The Mexican is currently inside a trunk trying to sneak back into the United States after the Christmas holiday. Meanwhile, here are some oldies but goldies:

Dear Mexican: Why do my employees who are chúntaros (Mexican immigrants) seem to have a distaste for my employees who are pochos (Mexicans born in the United States) and vice versa? Is there any truth to this perception, or is it all in my deluded Italian-American brain?

—Damn Abruzzese Guinea business Owner

Dear DAGO: You discovered what the Democrats refuse to acknowledge and the Republicans strangely refuse to exploit — the pocho-chúntaro divide. Mexican immigrants ridicule their pocho cousins for losing their mexicanidad; Mexican-Americans hate chúntaros because . . . well, they’re Mexicans. But intraethnic hatred is not exclusively ours. Northern Italians spat on your swarthy forefathers, DAGO, when southern-Italian immigration to the United States began in earnest at the turn of the 20th century. Similarly, the established Protestant Irish community of the mid-1800s brawled with the Catholic Irish (as aptly fictionalized in Martin Scorsese’s Gangs of New York), while German Jews shunned their Eastern European Juden brethren. The great thing about America is how quickly our tired, huddled masses become snarling, rabid immigrant haters — right, Alberto González?

Dear Mexican: A friend of mine calls Mexicans “wabs” but, being a menso, doesn’t even know what it means — except that it’s not P.C. What’s it mean?

Thesaurusaurus Mex

Dear Gabacho: Wab is a slur that assimilated Mexicans use to describe and deride recently arrived Mexicans. It can be used as a noun (“Refugio is such a wab”), a verb (“Look how that idiot Refugio wabbed up his truck with a bull sticker!”) or even an adjective (“Refugio’s mustache is so wabby”). The etymology of wab is unknown — could be a mongrelization of either wetback or wop.

But what’s most fascinating about wab is that it seems to be a distinctly Orange County term. When I asked Oscar Garza, editor of the fine glossy Tu Ciudad Los Angeles, if he knew the word’s meaning, Garza replied it “draws a blank.” L.A. Weekly writer Ben Quiñones didn’t know what a wab was either. And Lalo Alcaraz, the dean of Chicano comedy, thought it meant “white-ass bitch.” Pinche racist pocho.

The final word on wab goes to Dr. Armin Schwegler, a professor in UC Irvine’s department of Spanish and Portuguese who specializes in dialectology and Spanish in the United States. He’s taught at the school for 20 years and drops language trivia like some people default on their car payments — did you know, for instance, that the area from Denver to the Pacific Coast is the largest dialect continuum in the world, meaning Western American English is one boring tongue? But Schwegler has never heard of wab.
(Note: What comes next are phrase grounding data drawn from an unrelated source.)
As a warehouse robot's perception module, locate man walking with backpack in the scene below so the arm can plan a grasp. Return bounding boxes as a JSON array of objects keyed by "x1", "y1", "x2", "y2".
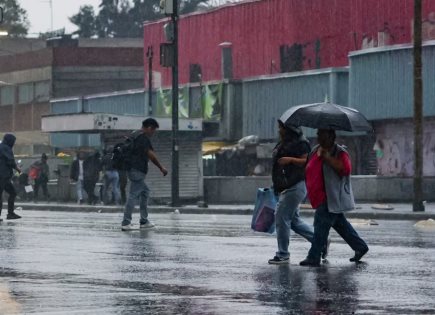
[
  {"x1": 0, "y1": 133, "x2": 21, "y2": 221},
  {"x1": 121, "y1": 118, "x2": 168, "y2": 231}
]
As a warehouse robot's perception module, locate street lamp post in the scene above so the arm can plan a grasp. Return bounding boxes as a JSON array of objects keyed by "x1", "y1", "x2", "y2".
[
  {"x1": 171, "y1": 0, "x2": 180, "y2": 207},
  {"x1": 412, "y1": 0, "x2": 424, "y2": 211},
  {"x1": 147, "y1": 46, "x2": 154, "y2": 116}
]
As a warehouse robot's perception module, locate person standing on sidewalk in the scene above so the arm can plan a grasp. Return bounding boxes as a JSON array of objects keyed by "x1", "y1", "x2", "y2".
[
  {"x1": 102, "y1": 147, "x2": 121, "y2": 205},
  {"x1": 269, "y1": 120, "x2": 314, "y2": 265},
  {"x1": 300, "y1": 129, "x2": 369, "y2": 267},
  {"x1": 69, "y1": 152, "x2": 85, "y2": 205},
  {"x1": 83, "y1": 151, "x2": 101, "y2": 205},
  {"x1": 0, "y1": 133, "x2": 21, "y2": 221},
  {"x1": 31, "y1": 153, "x2": 50, "y2": 201},
  {"x1": 121, "y1": 118, "x2": 168, "y2": 231}
]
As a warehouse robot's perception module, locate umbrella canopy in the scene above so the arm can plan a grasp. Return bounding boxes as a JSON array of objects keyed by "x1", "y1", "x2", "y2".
[{"x1": 280, "y1": 103, "x2": 373, "y2": 131}]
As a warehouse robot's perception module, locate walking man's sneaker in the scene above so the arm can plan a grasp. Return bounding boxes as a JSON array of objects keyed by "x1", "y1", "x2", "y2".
[
  {"x1": 349, "y1": 247, "x2": 369, "y2": 262},
  {"x1": 6, "y1": 212, "x2": 21, "y2": 220},
  {"x1": 299, "y1": 257, "x2": 320, "y2": 267},
  {"x1": 121, "y1": 224, "x2": 134, "y2": 231},
  {"x1": 268, "y1": 256, "x2": 290, "y2": 265},
  {"x1": 140, "y1": 221, "x2": 155, "y2": 229},
  {"x1": 322, "y1": 237, "x2": 331, "y2": 259}
]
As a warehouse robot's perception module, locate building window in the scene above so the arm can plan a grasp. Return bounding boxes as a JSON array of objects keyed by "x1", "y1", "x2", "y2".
[
  {"x1": 35, "y1": 81, "x2": 50, "y2": 102},
  {"x1": 18, "y1": 83, "x2": 33, "y2": 104},
  {"x1": 0, "y1": 86, "x2": 15, "y2": 105}
]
He’s not surprised the epithet exists, though. “People always think naively that language is just for communication,” the good doctor told the Mexican. “But language is so important because it’s also an identifier. With wab, you can see this tied into the question of nationhood. It’s rooted in social discrimination. You coin a word, and it circulates around.”

So rejoice, Thesaurusaurus Mex! Wab is all ours! It can now join Barbara Coe; the Costa Mesa–based, Holocaust-denying Institute for Historical Review; and ¡Ask a Mexican! in the Orange County section of the Southern Poverty Law Center’s Hate Watch.

Got a spicy question about Mexicans? Ask the Mexican at garellano@ocweekly.com. Questions will be edited for clarity, cabrones. And include a hilarious pseudonym, por favor, or we’ll make one up for you!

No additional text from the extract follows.